Vivo questa dimensione con una grandissima libertà, sono molto fortunata. Nella mia famiglia le precedenti generazioni ci lasciano liberi di evolvere con la nostra idea di vino, perché anche il “far vino” attiene alla sfera personale quindi si deve sentire il cambio generazionale, certo rimanendo saldi e radicati a dei principi cui qualcuno ha dedicato la sua vita molto prima di noi. 
Sicuramente sia io che mia sorella Chiara sentiamo una grandissima responsabilità ma la viviamo lasciando spazio al nostro pensiero e alla sperimentazione, lavoriamo e studiamo tantissimo, non ci sentiamo arrivate, sappiamo c’è ancora molto da fare e approfondire, un percorso in continua evoluzione, ma lo affrontiamo con serietà e al tempo stesso con un grande senso di libertà. 

Tuo nonno è sempre stato molto radicato nella realtà di Torano Nuovo, le generazioni più giovani della famiglia hanno viaggiato, esplorato. Quanto ha inciso l’apertura alle altre culture del mondo enoico nella vostra formazione?
Forse lo scambio con gli altri produttori, viticoltori è stato l’aspetto determinante, per me ha rappresentato un momento molto formativo che mi ha insegnato a guardare le cose in una prospettiva nuova, a trovare mille soluzioni diverse a problemi per i quali magari prima ne vedevo solo una. Sia io che mia sorella siamo state fortunate a trovarci di fronte persone con tanta voglia di condivisione, che hanno voluto portarci nel proprio mondo con una apertura squisita e generosa. Sono anche queste le cose che ti formano, ti plasmano sia umanamente che nel lavoro. Le personalità nel mondo del vino che abbiamo conosciuto ci hanno dato tanto.

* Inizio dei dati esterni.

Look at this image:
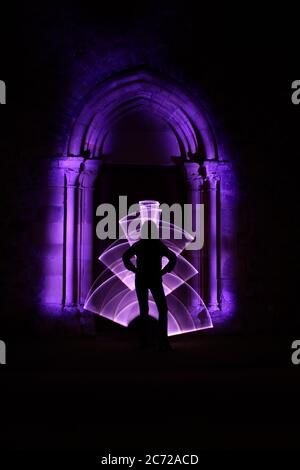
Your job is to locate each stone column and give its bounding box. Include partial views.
[79,159,102,305]
[184,162,205,307]
[204,172,219,311]
[63,157,83,307]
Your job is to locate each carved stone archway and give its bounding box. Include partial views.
[46,70,227,320]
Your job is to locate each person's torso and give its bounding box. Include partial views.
[136,240,163,277]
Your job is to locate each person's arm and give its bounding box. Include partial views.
[161,244,177,276]
[122,245,137,273]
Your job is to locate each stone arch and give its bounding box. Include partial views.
[66,69,218,160]
[45,70,230,324]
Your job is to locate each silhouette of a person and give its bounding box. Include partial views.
[123,220,177,349]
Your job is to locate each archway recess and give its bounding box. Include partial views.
[45,70,229,320]
[66,70,218,160]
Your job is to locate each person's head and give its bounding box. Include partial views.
[141,220,159,240]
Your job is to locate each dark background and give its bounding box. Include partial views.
[0,1,300,449]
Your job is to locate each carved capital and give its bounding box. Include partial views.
[183,162,203,191]
[205,171,220,190]
[79,159,102,189]
[59,157,84,186]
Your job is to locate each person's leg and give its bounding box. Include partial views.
[135,276,149,345]
[150,280,169,346]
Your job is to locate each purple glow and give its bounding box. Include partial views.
[84,201,213,335]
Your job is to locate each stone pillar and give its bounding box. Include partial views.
[184,162,205,307]
[63,157,83,307]
[204,172,219,311]
[79,159,102,305]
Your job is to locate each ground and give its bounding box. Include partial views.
[0,327,300,451]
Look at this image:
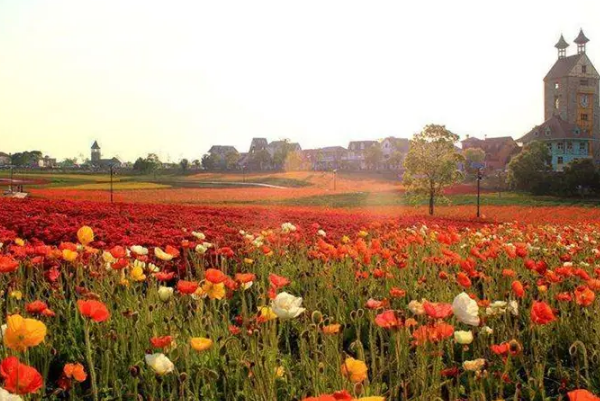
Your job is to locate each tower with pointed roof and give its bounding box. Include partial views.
[91,141,102,165]
[518,30,600,171]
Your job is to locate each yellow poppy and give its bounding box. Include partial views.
[259,306,277,322]
[130,266,146,281]
[202,281,225,299]
[190,337,213,352]
[342,358,367,383]
[63,249,79,262]
[4,315,46,351]
[77,226,94,246]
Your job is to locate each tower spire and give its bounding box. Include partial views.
[554,34,569,58]
[574,29,590,54]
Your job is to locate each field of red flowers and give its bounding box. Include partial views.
[0,199,600,401]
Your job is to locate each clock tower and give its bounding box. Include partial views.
[544,30,600,162]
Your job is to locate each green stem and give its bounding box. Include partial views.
[83,321,98,401]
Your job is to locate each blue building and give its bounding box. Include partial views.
[517,31,600,171]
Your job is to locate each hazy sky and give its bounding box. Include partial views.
[0,0,600,161]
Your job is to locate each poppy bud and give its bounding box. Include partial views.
[129,365,140,377]
[311,310,323,325]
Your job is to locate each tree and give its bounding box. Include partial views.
[563,159,600,197]
[133,153,162,174]
[252,149,272,170]
[59,157,77,168]
[365,144,383,169]
[403,124,464,215]
[283,152,304,171]
[463,148,485,174]
[202,153,219,170]
[225,150,240,170]
[508,141,552,194]
[10,150,42,167]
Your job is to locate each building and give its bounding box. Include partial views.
[461,136,521,171]
[0,152,11,166]
[343,141,379,170]
[518,30,600,171]
[36,155,57,168]
[90,141,123,169]
[380,136,410,170]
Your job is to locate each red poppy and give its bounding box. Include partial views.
[235,273,256,284]
[375,310,402,329]
[567,390,600,401]
[531,301,556,324]
[77,299,110,322]
[575,286,596,307]
[456,272,471,288]
[204,269,227,284]
[510,280,525,298]
[150,336,173,348]
[390,287,406,298]
[109,245,127,259]
[269,273,290,288]
[154,272,175,281]
[165,245,180,258]
[0,255,19,273]
[25,300,48,314]
[423,300,452,319]
[177,280,198,294]
[0,356,44,394]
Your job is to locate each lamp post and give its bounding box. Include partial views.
[477,168,483,218]
[110,164,113,203]
[333,169,337,191]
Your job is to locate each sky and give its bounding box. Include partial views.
[0,0,600,162]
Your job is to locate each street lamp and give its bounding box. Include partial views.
[477,168,483,218]
[333,169,337,191]
[110,164,113,203]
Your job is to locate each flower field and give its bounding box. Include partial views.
[0,199,600,401]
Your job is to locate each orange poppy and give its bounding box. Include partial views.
[531,301,556,325]
[0,356,44,394]
[204,269,227,284]
[77,299,110,322]
[63,363,87,383]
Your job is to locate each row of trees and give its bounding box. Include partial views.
[508,141,600,197]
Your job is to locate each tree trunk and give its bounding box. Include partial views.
[429,192,433,216]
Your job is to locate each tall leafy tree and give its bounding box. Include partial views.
[563,159,600,196]
[508,141,552,194]
[365,144,383,169]
[403,124,464,215]
[463,148,485,174]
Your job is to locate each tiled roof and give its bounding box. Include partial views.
[544,53,583,81]
[573,29,590,45]
[517,116,588,143]
[554,35,569,49]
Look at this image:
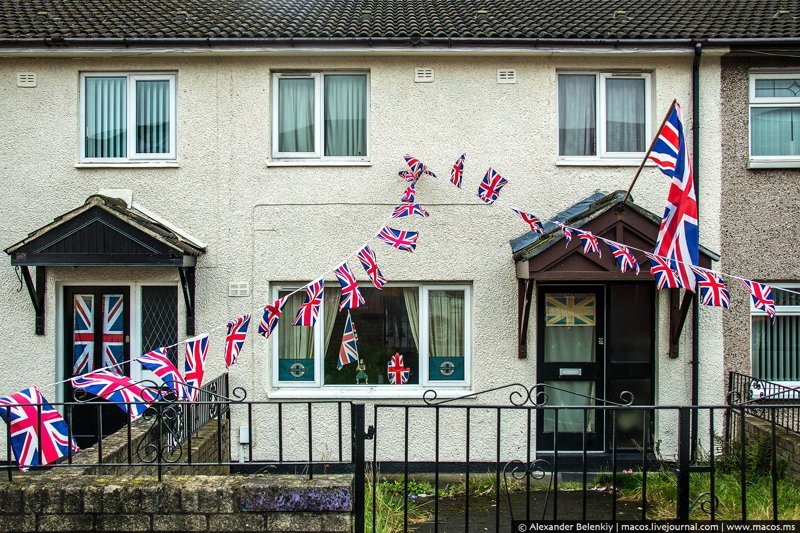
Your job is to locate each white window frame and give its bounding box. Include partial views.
[272,70,371,164]
[78,72,178,165]
[269,282,472,398]
[747,70,800,168]
[556,70,653,165]
[748,282,800,388]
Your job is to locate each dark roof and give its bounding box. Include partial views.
[0,0,800,45]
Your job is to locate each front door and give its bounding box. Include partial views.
[64,287,130,447]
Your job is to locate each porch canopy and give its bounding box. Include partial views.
[511,191,719,358]
[5,194,206,335]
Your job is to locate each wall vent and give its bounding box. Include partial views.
[414,67,433,83]
[497,68,517,83]
[17,72,36,87]
[228,281,250,297]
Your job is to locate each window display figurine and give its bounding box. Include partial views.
[356,359,369,385]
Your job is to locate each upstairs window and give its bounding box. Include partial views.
[750,74,800,163]
[80,73,176,163]
[272,72,369,161]
[558,72,650,160]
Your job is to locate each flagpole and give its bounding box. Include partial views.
[622,100,678,204]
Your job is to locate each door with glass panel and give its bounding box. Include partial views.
[64,287,130,447]
[536,286,605,451]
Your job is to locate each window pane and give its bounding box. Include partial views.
[278,78,314,152]
[325,287,419,385]
[544,293,597,363]
[84,78,128,157]
[278,291,314,381]
[136,80,172,154]
[751,315,800,381]
[428,290,465,381]
[756,78,800,98]
[606,78,647,152]
[558,74,597,155]
[325,74,367,157]
[750,107,800,156]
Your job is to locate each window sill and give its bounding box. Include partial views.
[267,159,372,167]
[556,157,656,167]
[747,159,800,170]
[75,161,181,168]
[267,385,474,400]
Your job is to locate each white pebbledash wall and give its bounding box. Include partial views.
[0,53,724,460]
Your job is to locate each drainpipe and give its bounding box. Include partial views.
[691,41,700,462]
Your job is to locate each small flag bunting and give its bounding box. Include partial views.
[225,314,250,368]
[358,245,386,289]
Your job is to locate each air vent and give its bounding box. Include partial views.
[228,281,250,298]
[17,72,36,87]
[414,67,433,83]
[497,68,517,83]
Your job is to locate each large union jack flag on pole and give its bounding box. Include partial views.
[183,333,208,401]
[741,279,777,322]
[70,370,156,421]
[72,294,94,376]
[376,226,419,252]
[225,314,250,368]
[692,267,731,309]
[292,278,325,327]
[136,348,188,400]
[648,102,700,290]
[0,387,78,471]
[478,167,508,204]
[358,245,386,289]
[333,262,364,311]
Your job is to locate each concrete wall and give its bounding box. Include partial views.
[0,51,724,455]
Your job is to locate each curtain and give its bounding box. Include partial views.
[558,74,597,155]
[278,78,315,152]
[428,291,464,357]
[606,78,647,152]
[84,78,128,157]
[278,291,314,359]
[751,315,800,381]
[750,107,800,156]
[136,80,171,154]
[403,287,419,350]
[325,74,367,156]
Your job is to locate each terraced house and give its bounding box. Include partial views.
[0,0,800,476]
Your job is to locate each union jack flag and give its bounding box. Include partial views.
[478,167,508,204]
[400,183,417,204]
[136,348,188,400]
[292,278,325,327]
[358,245,386,289]
[336,313,358,370]
[648,103,700,290]
[450,154,467,189]
[225,314,250,368]
[70,370,156,422]
[386,353,411,385]
[578,230,603,257]
[741,279,777,322]
[103,294,125,374]
[258,296,289,339]
[333,262,364,311]
[0,387,78,472]
[392,204,430,218]
[376,226,419,252]
[183,333,208,401]
[511,207,544,233]
[606,241,639,276]
[72,294,94,376]
[644,252,683,289]
[692,267,731,309]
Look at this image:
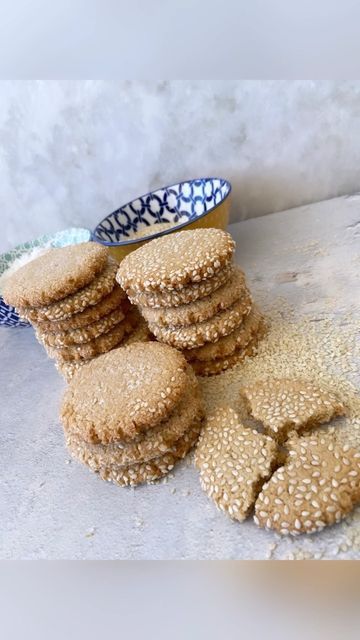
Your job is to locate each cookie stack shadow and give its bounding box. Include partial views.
[61,342,203,486]
[5,242,146,380]
[116,229,266,376]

Cosa rappresenta oggi l’azienda e cosa vuole raccontare al suo pubblico? 
Oggi Emidio Pepe vuole rappresentare l’Abruzzo. Sentiamo fortemente la responsabilità di dare visibilità ad una regione ancora troppo poco conosciuta, cosa che può essere un bene per certi versi ma anche un male. Penso che la nostra azienda sia fortemente identitaria, e i nostri vini siano espressione della nostra tradizione familiare ma parlino soprattutto del territorio, siano ambasciatori dei luoghi.

A proposito della longevità tanto ricercata ed esaltata dal nonno Emidio abbiamo degustato una vecchissima annata di Montepulciano, datata 1983: qual è il messaggio che questa bottiglia ha portato fino a noi? 
Rappresenta l’evoluzione del pensiero di mio nonno che ha avuto la lungimiranza di investire tutto sul potenziale di invecchiamento di questo vino, la realizzazione del suo progetto e della sua poesia, un cerchio che magicamente si chiude.